There is also significant potential for AI in the field of diagnostics, both traditional testing and advanced genetic tests. For traditional methods of diagnosis, like blood/serum based tests and images such as X-rays, CTs and MRIs, AI should be useful for prescreening, enhancing or even replacing human reading of test results. AI models have already been used to develop tests looking for patterns of genes that indicate cancers or the prognosis for cancer.
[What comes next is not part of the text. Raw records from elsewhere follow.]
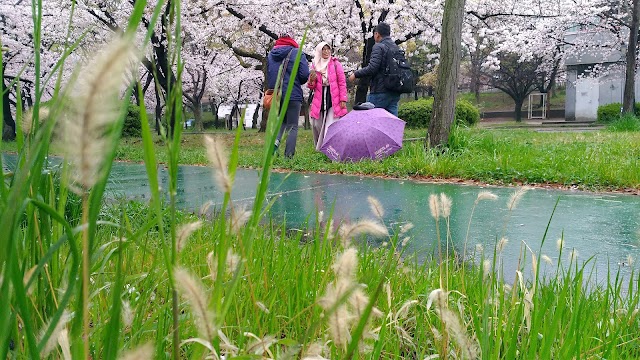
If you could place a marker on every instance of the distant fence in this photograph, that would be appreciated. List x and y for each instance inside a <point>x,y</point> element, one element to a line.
<point>551,114</point>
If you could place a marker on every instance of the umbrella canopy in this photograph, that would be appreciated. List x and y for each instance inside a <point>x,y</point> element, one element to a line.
<point>363,134</point>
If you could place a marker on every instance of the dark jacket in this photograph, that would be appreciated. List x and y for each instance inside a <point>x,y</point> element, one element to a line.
<point>274,60</point>
<point>377,63</point>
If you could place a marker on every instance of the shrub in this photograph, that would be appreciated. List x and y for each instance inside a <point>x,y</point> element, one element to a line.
<point>466,113</point>
<point>417,113</point>
<point>132,126</point>
<point>626,122</point>
<point>611,112</point>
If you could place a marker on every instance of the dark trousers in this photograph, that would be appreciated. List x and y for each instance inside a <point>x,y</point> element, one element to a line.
<point>290,125</point>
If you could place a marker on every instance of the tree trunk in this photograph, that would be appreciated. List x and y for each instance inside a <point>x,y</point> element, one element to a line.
<point>9,125</point>
<point>254,123</point>
<point>630,76</point>
<point>447,86</point>
<point>214,110</point>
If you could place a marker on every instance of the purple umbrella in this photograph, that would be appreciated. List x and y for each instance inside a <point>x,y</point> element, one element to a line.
<point>363,134</point>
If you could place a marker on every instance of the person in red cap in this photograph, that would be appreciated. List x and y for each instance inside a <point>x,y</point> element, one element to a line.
<point>285,51</point>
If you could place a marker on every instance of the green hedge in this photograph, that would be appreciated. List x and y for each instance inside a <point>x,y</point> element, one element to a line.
<point>418,113</point>
<point>611,112</point>
<point>132,126</point>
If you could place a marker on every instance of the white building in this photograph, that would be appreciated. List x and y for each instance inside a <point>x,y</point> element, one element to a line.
<point>585,91</point>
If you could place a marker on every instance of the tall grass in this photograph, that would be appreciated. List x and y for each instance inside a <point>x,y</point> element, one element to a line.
<point>625,123</point>
<point>85,278</point>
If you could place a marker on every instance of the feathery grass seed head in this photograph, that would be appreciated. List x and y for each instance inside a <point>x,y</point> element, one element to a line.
<point>445,205</point>
<point>434,206</point>
<point>346,264</point>
<point>193,291</point>
<point>486,268</point>
<point>405,228</point>
<point>57,330</point>
<point>184,232</point>
<point>376,207</point>
<point>502,244</point>
<point>87,123</point>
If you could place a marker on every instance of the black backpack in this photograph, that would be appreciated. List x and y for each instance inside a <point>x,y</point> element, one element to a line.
<point>398,76</point>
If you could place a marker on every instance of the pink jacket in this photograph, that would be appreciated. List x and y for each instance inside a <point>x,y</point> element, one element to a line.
<point>338,89</point>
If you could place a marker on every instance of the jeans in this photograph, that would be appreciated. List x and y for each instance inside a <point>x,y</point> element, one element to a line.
<point>290,125</point>
<point>387,101</point>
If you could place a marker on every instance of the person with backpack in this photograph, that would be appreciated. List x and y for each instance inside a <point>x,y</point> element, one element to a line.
<point>329,86</point>
<point>389,72</point>
<point>284,53</point>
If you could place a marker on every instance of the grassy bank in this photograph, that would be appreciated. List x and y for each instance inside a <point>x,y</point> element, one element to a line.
<point>596,161</point>
<point>590,160</point>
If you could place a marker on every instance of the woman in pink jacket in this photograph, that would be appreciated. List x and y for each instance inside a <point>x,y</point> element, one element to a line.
<point>329,84</point>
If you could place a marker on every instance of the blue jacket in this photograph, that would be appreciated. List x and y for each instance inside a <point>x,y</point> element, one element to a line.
<point>274,60</point>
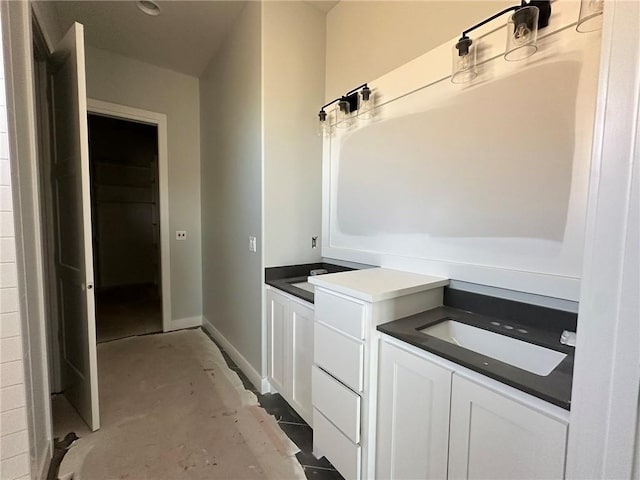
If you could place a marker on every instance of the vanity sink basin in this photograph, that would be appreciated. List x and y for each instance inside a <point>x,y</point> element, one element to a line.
<point>527,356</point>
<point>305,286</point>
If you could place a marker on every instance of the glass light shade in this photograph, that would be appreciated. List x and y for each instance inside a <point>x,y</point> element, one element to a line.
<point>324,124</point>
<point>324,128</point>
<point>522,34</point>
<point>590,17</point>
<point>366,105</point>
<point>464,66</point>
<point>344,119</point>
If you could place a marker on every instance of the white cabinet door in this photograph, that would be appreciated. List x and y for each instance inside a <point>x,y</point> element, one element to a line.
<point>496,437</point>
<point>278,341</point>
<point>413,416</point>
<point>301,345</point>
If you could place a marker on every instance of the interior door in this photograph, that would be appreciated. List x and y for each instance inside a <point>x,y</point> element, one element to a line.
<point>72,208</point>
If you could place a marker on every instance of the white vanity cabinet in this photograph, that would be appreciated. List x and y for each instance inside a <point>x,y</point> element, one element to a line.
<point>413,416</point>
<point>439,420</point>
<point>290,349</point>
<point>496,436</point>
<point>348,307</point>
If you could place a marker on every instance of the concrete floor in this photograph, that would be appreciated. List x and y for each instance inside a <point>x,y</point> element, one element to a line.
<point>171,408</point>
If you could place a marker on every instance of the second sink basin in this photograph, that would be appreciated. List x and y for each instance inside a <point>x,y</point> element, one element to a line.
<point>527,356</point>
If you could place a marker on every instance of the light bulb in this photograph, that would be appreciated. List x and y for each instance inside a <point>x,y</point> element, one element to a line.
<point>464,61</point>
<point>595,6</point>
<point>522,34</point>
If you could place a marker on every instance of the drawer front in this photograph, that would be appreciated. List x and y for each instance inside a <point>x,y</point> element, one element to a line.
<point>341,313</point>
<point>341,356</point>
<point>339,450</point>
<point>338,403</point>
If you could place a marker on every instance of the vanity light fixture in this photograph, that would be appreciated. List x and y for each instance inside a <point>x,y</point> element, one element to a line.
<point>590,17</point>
<point>522,37</point>
<point>360,100</point>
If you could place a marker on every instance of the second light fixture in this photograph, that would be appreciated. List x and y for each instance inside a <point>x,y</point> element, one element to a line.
<point>522,37</point>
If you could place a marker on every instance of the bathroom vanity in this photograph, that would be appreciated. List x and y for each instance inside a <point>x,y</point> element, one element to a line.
<point>348,308</point>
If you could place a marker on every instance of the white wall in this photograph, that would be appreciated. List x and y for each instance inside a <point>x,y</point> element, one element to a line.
<point>14,437</point>
<point>230,94</point>
<point>118,79</point>
<point>293,51</point>
<point>368,39</point>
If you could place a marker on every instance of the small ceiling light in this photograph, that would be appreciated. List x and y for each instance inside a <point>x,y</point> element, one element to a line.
<point>590,17</point>
<point>149,7</point>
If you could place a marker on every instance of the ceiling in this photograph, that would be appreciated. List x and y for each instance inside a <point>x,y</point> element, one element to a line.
<point>183,38</point>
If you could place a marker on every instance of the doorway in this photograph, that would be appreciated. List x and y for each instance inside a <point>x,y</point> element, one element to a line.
<point>126,228</point>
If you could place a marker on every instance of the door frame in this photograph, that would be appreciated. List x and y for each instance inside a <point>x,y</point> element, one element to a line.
<point>124,112</point>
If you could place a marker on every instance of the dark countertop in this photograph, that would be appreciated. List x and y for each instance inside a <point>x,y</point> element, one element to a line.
<point>282,278</point>
<point>554,388</point>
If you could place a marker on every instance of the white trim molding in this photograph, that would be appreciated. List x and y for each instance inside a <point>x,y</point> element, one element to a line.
<point>115,110</point>
<point>261,383</point>
<point>182,323</point>
<point>604,412</point>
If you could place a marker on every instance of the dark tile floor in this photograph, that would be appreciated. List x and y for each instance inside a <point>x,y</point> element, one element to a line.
<point>292,425</point>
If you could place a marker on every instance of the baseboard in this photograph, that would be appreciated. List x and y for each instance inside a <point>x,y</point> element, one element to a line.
<point>182,323</point>
<point>261,384</point>
<point>46,461</point>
Along these lines, Hologic, a medical technology company focused on women’s health and the leading manufacturer of mammography machines, is incorporating AI in its breast imaging business to assist radiologists in locating possible breast cancer lesions. Siemens Healthineers, one of the leading manufacturers of CT and MRI machines, is also incorporating AI into its imaging platforms, which provide automatic post-processing of imaging datasets through AI-powered algorithms in order to reduce basic repetitive tasks and increase diagnostic precision when interpreting medical images. The company is the global leader in AI patent applications in health care.
Conclusion
The rapid ascension of large-language model AI in 2023 has made the technology relevant to companies’ futures in nearly every sector. It will be important for AI to be firmly tied to sustainable futures, and we will continue to monitor how ClearBridge portfolio companies and the market at large are navigating AI’s sustainability-related opportunities and risks.